(i) Consider the Poisson equation $\nabla^{2} \psi(\mathbf{r})=f(\mathbf{r})$ with forcing term $f$ on the infinite domain $\mathbb{R}^{3}$ with $\lim _{|\mathbf{r}| \rightarrow \infty} \psi=0$. Derive the Green's function $G\left(\mathbf{r}, \mathbf{r}^{\prime}\right)=-1 /\left(4 \pi\left|\mathbf{r}-\mathbf{r}^{\prime}\right|\right)$ for this equation using the divergence theorem. [You may assume without proof that the divergence theorem is valid for the Green's function.]

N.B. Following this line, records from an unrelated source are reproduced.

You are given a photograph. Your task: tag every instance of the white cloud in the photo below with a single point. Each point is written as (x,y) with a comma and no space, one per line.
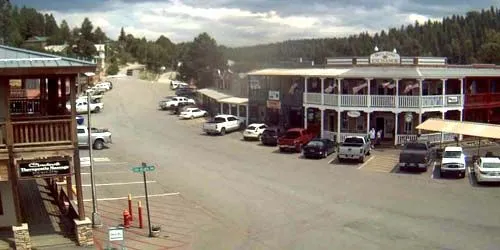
(238,26)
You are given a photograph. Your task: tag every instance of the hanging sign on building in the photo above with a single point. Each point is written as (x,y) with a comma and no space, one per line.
(274,95)
(42,169)
(385,57)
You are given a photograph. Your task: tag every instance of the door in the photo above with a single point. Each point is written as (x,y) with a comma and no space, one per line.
(380,124)
(83,139)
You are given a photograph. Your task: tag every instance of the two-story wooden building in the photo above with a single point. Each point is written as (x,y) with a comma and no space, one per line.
(383,91)
(37,133)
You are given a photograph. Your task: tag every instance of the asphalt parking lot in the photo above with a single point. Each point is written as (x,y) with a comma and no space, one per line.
(220,192)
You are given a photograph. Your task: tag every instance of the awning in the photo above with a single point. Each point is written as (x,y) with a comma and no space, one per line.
(476,129)
(213,94)
(234,100)
(318,72)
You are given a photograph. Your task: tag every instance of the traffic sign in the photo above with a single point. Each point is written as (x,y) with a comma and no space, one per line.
(143,169)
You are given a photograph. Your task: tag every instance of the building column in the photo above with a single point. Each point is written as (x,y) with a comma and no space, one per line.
(322,91)
(396,127)
(443,83)
(305,90)
(322,119)
(396,102)
(339,117)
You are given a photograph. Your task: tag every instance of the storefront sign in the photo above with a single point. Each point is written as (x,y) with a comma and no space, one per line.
(385,57)
(41,169)
(452,100)
(272,104)
(274,95)
(353,114)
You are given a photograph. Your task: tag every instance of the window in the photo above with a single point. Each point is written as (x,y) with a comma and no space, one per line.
(408,127)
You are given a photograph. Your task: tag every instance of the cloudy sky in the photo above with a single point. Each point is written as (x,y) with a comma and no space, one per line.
(249,22)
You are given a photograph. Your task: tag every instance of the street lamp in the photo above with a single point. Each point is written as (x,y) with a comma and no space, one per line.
(96,221)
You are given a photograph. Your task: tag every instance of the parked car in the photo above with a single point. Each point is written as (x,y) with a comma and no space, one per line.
(487,169)
(175,101)
(270,136)
(453,161)
(191,113)
(186,92)
(82,107)
(99,137)
(254,131)
(294,139)
(354,148)
(221,124)
(415,155)
(319,148)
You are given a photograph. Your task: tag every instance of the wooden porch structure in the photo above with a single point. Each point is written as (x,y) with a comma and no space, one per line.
(35,124)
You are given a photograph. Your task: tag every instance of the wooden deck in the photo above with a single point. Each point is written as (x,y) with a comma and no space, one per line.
(48,227)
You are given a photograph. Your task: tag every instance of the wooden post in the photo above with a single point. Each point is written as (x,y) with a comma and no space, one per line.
(76,155)
(12,168)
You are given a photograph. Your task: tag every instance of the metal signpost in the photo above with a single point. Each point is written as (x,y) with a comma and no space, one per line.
(95,216)
(116,234)
(143,169)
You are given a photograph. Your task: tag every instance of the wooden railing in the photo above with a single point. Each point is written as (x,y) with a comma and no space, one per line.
(41,132)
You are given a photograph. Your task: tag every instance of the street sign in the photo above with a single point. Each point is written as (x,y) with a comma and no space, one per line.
(143,169)
(115,234)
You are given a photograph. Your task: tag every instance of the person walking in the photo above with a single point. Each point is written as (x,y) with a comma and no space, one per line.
(372,137)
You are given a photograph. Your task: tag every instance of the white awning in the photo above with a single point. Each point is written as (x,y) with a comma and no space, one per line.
(319,72)
(476,129)
(213,94)
(234,100)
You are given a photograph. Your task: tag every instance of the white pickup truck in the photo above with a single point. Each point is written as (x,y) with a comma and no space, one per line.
(81,106)
(99,137)
(355,148)
(222,124)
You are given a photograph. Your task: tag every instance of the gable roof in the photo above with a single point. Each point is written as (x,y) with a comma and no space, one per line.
(14,58)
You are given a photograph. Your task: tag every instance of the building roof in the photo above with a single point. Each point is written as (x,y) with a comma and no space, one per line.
(15,58)
(318,72)
(476,129)
(214,94)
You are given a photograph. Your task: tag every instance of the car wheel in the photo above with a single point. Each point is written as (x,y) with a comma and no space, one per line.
(98,145)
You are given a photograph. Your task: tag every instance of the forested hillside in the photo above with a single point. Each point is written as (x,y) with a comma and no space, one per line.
(462,39)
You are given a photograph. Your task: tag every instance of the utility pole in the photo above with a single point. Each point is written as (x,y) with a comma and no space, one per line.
(96,221)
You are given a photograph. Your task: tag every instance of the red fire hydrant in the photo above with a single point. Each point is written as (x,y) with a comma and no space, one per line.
(126,218)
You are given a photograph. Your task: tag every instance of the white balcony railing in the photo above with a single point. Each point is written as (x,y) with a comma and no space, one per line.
(408,101)
(331,100)
(388,101)
(313,98)
(432,101)
(354,100)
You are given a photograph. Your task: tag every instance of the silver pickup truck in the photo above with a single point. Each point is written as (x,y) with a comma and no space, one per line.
(355,148)
(100,137)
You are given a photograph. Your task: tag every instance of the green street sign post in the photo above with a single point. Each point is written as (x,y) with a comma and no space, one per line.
(143,169)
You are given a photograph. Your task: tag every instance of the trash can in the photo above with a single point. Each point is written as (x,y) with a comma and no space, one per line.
(80,120)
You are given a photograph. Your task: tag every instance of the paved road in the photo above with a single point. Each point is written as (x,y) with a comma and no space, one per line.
(252,197)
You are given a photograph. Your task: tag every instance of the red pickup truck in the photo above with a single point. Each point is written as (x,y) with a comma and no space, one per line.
(294,139)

(ii) Consider the Helmholtz equation

$$\nabla^{2} \psi(\mathbf{r})+k^{2} \psi(\mathbf{r})=f(\mathbf{r})$$

where $k$ is a real constant. A Green's function $g\left(\mathbf{r}, \mathbf{r}^{\prime}\right)$ for this equation can be constructed from $G\left(\mathbf{r}, \mathbf{r}^{\prime}\right)$ of (i) by assuming $g\left(\mathbf{r}, \mathbf{r}^{\prime}\right)=U(r) G\left(\mathbf{r}, \mathbf{r}^{\prime}\right)$ where $r=\left|\mathbf{r}-\mathbf{r}^{\prime}\right|$ and $U(r)$ is a regular function. Show that $\lim _{r \rightarrow 0} U(r)=1$ and that $U$ satisfies the equation

$$\frac{d^{2} U}{d r^{2}}+k^{2} U(r)=0$$

(iii) Take the Green's function with the specific solution $U(r)=e^{i k r}$ to Eq. ( $\ddagger$ ) and consider the Helmholtz equation $(\dagger)$ on the semi-infinite domain $z>0, x, y \in \mathbb{R}$. Use the method of images to construct a Green's function for this problem that satisfies the boundary conditions

$$\frac{\partial g}{\partial z^{\prime}}=0 \text { on } z^{\prime}=0 \quad \text { and } \quad \lim _{|\mathbf{r}| \rightarrow \infty} g\left(\mathbf{r}, \mathbf{r}^{\prime}\right)=0$$

(iv) A solution to the Helmholtz equation on a bounded domain can be constructed in complete analogy to that of the Poisson equation using the Green's function in Green's 3rd identity

$$\psi(\mathbf{r})=\int_{\partial V}\left[\psi\left(\mathbf{r}^{\prime}\right) \frac{\partial g\left(\mathbf{r}, \mathbf{r}^{\prime}\right)}{\partial n^{\prime}}-g\left(\mathbf{r}, \mathbf{r}^{\prime}\right) \frac{\partial \psi\left(\mathbf{r}^{\prime}\right)}{\partial n^{\prime}}\right] d S^{\prime}+\int_{V} f\left(\mathbf{r}^{\prime}\right) g\left(\mathbf{r}, \mathbf{r}^{\prime}\right) d V^{\prime},$$

where $V$ denotes the volume of the domain, $\partial V$ its boundary and $\partial / \partial n^{\prime}$ the outgoing normal derivative on the boundary. Now consider the homogeneous Helmholtz equation $\nabla^{2} \psi(\mathbf{r})+k^{2} \psi(\mathbf{r})=0$ on the domain $z>0, x, y \in \mathbb{R}$ with boundary conditions $\psi(\mathbf{r})=0$ at $|\mathbf{r}| \rightarrow \infty$ and

$$\left.\frac{\partial \psi}{\partial z}\right|_{z=0}= \begin{cases}0 & \text { for } \rho>a \\ A & \text { for } \rho \leqslant a\end{cases}$$

where $\rho=\sqrt{x^{2}+y^{2}}$ and $A$ and $a$ are real constants. Construct a solution in integral form to this equation using cylindrical coordinates $(z, \rho, \varphi)$ with $x=\rho \cos \varphi, y=\rho \sin \varphi$.